The area continues to produce very talented individuals in almost every discipline with some notable figures being; Mbote Njogu(a comedian), Peter Muchendu(a political thug supporting UDA like a sycophant), Sam Mwaniki(an academic advocate), Patrick Kiongo(a public administrator), Edwin Mwenja (a businessman though very secretive and rumoured to be an undercover agent), Nelson Mbuiyu(area MCA From Thigio who has done nothing to improve the lives of citizens in Mungetho, Githarane, Nderu, and Mirithu villages), the incoming MCA George Njung'e, among others.

A unique settlement feature in Ndeiya is the existence of the Emergency Villages that were established under colonial rule in 1950s. The villages include Ndioni, Nderu (Royal), Mung'etho, Thigio, and Ruthigiti. The residents of the villages are landless and not endowed with significant means of gainful employment. Consequently, Ndeiya is not food secure.

==Facilities==
The region has many schools, among them primary and secondary schools. Several boreholes have been sunk, and clean water for domestic consumption is adequate. Fluorine content of the water is high, and there is a prevalence of dental fluorosis in the area.

Supply of electricity is good, with most trading centres connected to the National Grid. The main road to Ndeiya can be accessed from Kikuyu and Limuru. There is also a route from Ngong hills and Dagoretti. Much of Ndeiya is semi-arid, and is therefore considered a hardship area. Before the collapse of the pyrethrum industry in Kenya, pyrethrum was a major cash crop in Ndeiya. Poultry farming has been carried out, though not to a large scale. Subsistence farming is common and the unemployment level is high.

Public primary schools in Ndeiya

These are the primary schools in Thigio, Ndeiya.

Kĩrĩrĩ, Gĩtutha, Tutu, Gatũũra, Thigio, Kĩawanda, Makutano, Nderu, Tiekunu, Bibirioni, Rwambũri, Nyataragi.

==Mau Mau Mass Graves==
Ndeiya home to mass graves of victims of the torturous actions of the British officers during the Mau Mau uprising which was fighting for Kenya's independence and land rights for Africans. Ndeiya and Thigio are mentioned in Caroline Elkins' books Britain's Gulag: The Brutal End of Empire in Kenya and Imperial Reckoning: The Untold Story of Britain's Gulag as imprisonment camps where suspects were brutally tortured, sexually abused, starved, and over-worked and killed as part of the suppression efforts against the fight for independence.

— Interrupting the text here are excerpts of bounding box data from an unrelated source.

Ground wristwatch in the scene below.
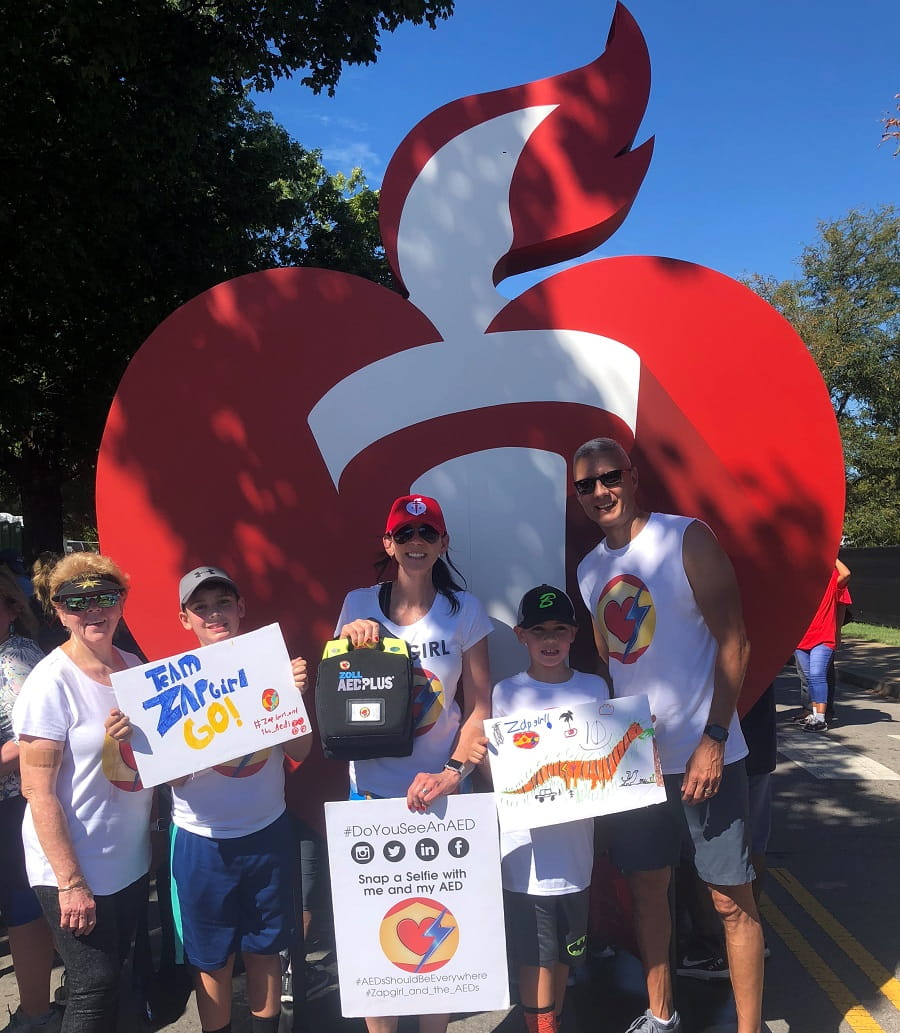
[703,724,728,745]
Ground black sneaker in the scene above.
[281,969,293,1004]
[800,714,828,731]
[676,958,732,979]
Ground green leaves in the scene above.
[747,206,900,545]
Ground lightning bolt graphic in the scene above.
[622,591,650,657]
[415,908,454,972]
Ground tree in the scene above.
[747,206,900,545]
[0,0,453,552]
[881,93,900,158]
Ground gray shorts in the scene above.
[503,889,590,968]
[607,760,755,886]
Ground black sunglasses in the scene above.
[575,467,631,495]
[386,524,440,545]
[60,592,122,614]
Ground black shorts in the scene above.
[503,889,590,968]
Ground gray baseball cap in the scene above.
[178,567,241,608]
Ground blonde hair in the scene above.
[40,553,128,612]
[0,565,37,638]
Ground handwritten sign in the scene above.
[485,696,665,832]
[113,624,310,786]
[325,793,509,1018]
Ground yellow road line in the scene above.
[761,896,887,1033]
[769,868,900,1010]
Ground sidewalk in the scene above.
[835,638,900,699]
[0,639,900,1033]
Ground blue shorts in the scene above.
[607,760,755,886]
[0,796,43,929]
[172,812,293,972]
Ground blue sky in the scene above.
[256,0,900,293]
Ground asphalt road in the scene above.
[0,651,900,1033]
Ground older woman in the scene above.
[337,495,492,1033]
[0,567,59,1033]
[12,553,152,1033]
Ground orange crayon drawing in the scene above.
[505,721,653,794]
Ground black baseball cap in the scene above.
[178,567,241,609]
[516,585,578,628]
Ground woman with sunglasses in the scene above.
[12,553,153,1033]
[337,495,491,812]
[336,495,492,1033]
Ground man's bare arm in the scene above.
[682,522,750,804]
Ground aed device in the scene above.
[315,636,413,760]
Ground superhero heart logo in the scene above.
[97,5,843,818]
[595,574,656,663]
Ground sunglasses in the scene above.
[387,524,440,545]
[60,592,122,614]
[575,467,630,495]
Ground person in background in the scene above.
[335,495,492,1033]
[0,568,61,1033]
[794,560,850,732]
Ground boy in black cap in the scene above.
[491,585,610,1033]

Though they have not been gazetted as part of the sites and monuments in Kenya or recognized as centres of national or historical interests, the mass graves continue to attract history tourists and researchers. The graves are located on private land whose owners are prevented from farming or construction by laws and cultural taboos that prohibit exhumation of bodies and disturbance of grave sites. There have been proposals and promises to compensate and relocated the landowners in exchange for setting up memorial sites.